You've worked a lot with Howie Lee, and each of your visuals for your songs to tell a story. Who creates this storyline and where can we expect to see you next?
Howie Lee is the future. I love having other outlets aside from rapping and writing, because I can’t play instruments and sometimes it’s really frustrating when I can only express myself vocally. And I love movies, so since day one, I've wanted to direct all my own videos and come up with the concepts and ideas because I feel like nobody knows what I'm going for better than me. Obviously, I'm open to working with other people, though a lot of the people I want to work with I'm not on their radar yet, but will be soon. My ideas and plans change so much from day to day but I plan to keep going full speed ahead, speaking to both East and West through my music.
If you could say anything to your younger self, what advice would you give him?
Definitely would tell him to have more patience, with himself and with everyone in his life. I think a lot of disappointments and failures I’ve experienced come from a lack of maturity, lack of patience, and that stemmed from within. So as time went by I realized the universe has its own timing and nothing right can be rushed. And also take more risks, I was a little bitch for the longest time cuz I was just scared. I don’t know when exactly it was the switch got hit, but once the switch was hit I was like, let me try anything and everything.
Finally, what can we expect from you for the rest of 2017?

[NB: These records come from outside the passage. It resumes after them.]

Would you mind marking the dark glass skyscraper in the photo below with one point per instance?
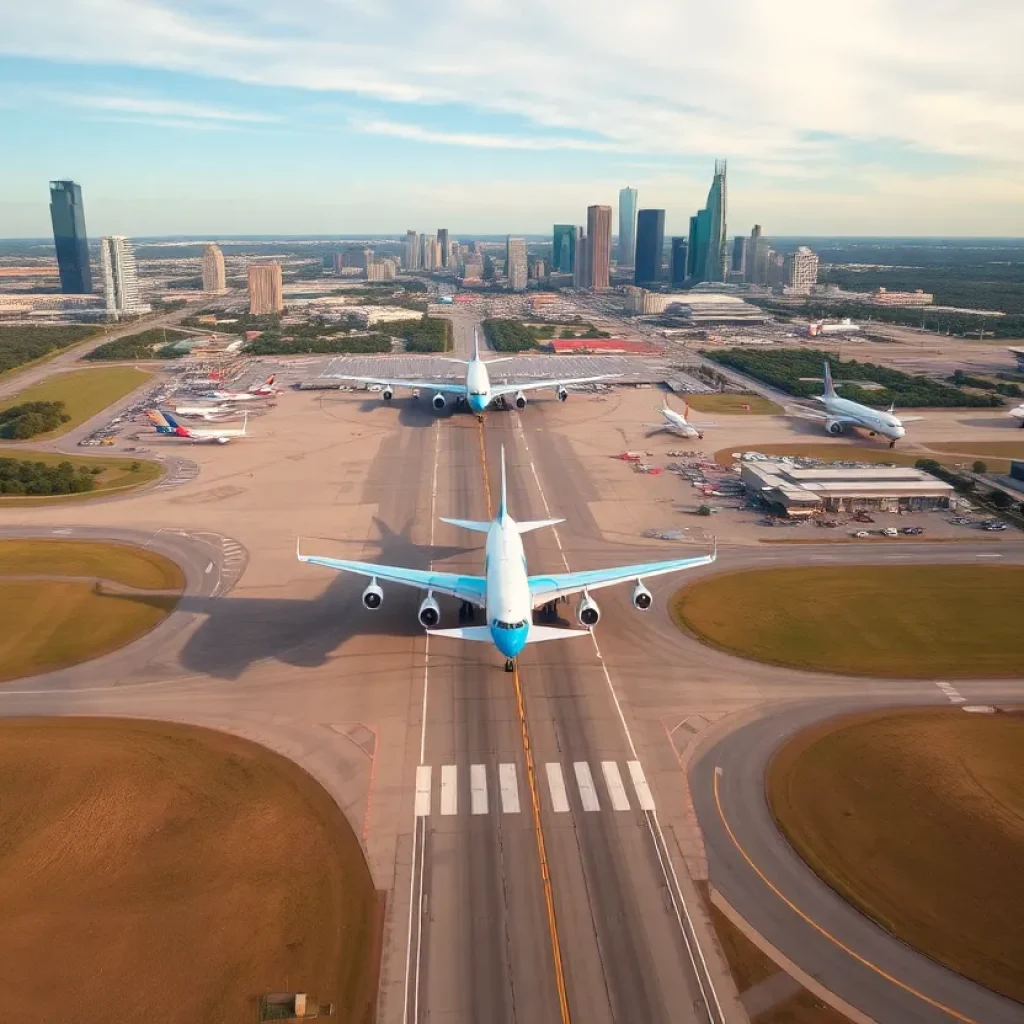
(70, 239)
(650, 247)
(677, 267)
(563, 248)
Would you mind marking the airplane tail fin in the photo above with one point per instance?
(829, 387)
(525, 527)
(473, 524)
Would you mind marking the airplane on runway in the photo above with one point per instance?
(477, 390)
(842, 413)
(166, 424)
(676, 423)
(506, 592)
(264, 390)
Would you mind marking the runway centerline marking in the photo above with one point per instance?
(810, 921)
(708, 991)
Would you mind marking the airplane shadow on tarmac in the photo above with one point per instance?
(238, 631)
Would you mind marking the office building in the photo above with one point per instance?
(117, 259)
(412, 253)
(68, 216)
(649, 247)
(265, 289)
(515, 263)
(214, 280)
(801, 271)
(677, 263)
(563, 249)
(598, 246)
(627, 226)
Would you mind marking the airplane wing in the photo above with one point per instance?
(547, 588)
(470, 589)
(499, 389)
(449, 387)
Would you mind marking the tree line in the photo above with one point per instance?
(786, 370)
(23, 344)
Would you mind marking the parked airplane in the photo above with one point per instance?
(676, 423)
(506, 592)
(477, 390)
(264, 390)
(166, 424)
(842, 413)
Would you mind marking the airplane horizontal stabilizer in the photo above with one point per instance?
(539, 633)
(525, 527)
(473, 524)
(481, 633)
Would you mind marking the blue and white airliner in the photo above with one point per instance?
(506, 592)
(477, 391)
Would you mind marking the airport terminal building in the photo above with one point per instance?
(794, 492)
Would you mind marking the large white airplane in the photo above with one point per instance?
(477, 390)
(676, 423)
(506, 592)
(264, 390)
(842, 413)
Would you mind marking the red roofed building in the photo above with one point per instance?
(602, 346)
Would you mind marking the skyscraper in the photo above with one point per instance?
(650, 247)
(117, 258)
(213, 269)
(563, 249)
(515, 263)
(627, 225)
(68, 216)
(677, 266)
(598, 246)
(412, 254)
(265, 289)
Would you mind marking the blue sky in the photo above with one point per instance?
(888, 117)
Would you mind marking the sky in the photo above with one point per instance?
(230, 117)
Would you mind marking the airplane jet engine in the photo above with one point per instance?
(588, 611)
(430, 612)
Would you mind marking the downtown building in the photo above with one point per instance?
(121, 294)
(266, 293)
(649, 247)
(214, 279)
(627, 226)
(70, 239)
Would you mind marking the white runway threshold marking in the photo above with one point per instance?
(510, 788)
(422, 791)
(478, 788)
(588, 795)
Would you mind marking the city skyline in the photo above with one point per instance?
(919, 133)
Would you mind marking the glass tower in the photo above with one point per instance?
(650, 247)
(627, 226)
(563, 249)
(70, 239)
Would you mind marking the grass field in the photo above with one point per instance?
(158, 872)
(729, 404)
(848, 452)
(84, 392)
(903, 622)
(916, 817)
(117, 474)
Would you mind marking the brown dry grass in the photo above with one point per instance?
(916, 817)
(160, 873)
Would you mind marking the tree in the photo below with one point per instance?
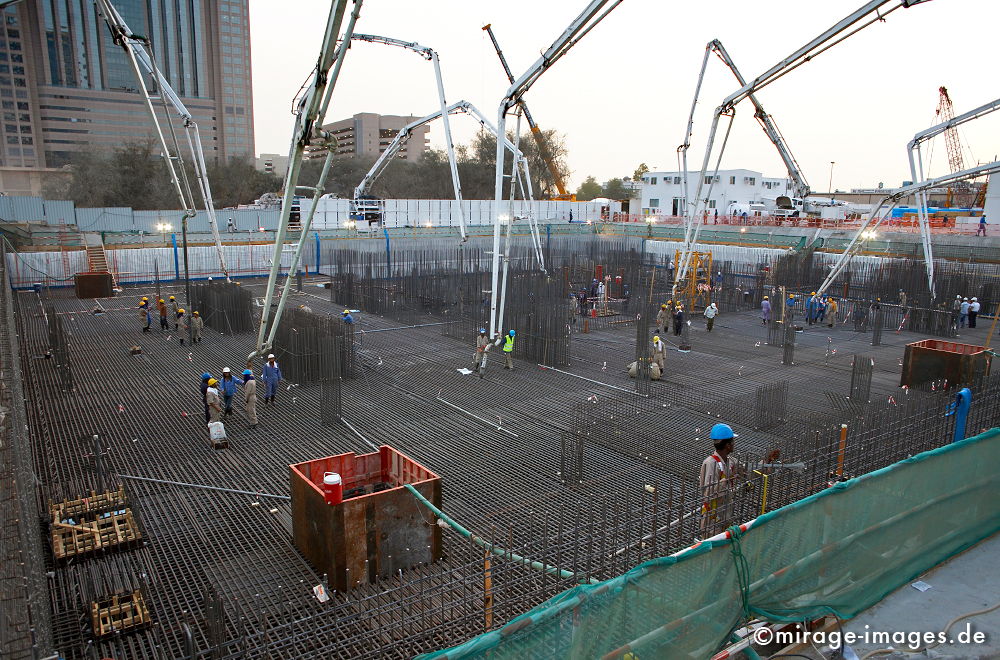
(588, 190)
(615, 189)
(135, 175)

In 2017 and 2018 and 2019 and beyond y’all can expect a lot of music, good or bad I can’t call it, but I'm definitely out here and I’m excited to keep building and spreading the love. In June I’ll be moving to China for 6 months to a year, going to explore Asia, some temples and maybe hang with some monks, climb a bunch of mountains. So many plans so we’ll have to see how everything unfolds. But one of the main goals is be with family more, and thats why I’m moving to Chengdu, so you can expect so much more JALA in the rest of 2017.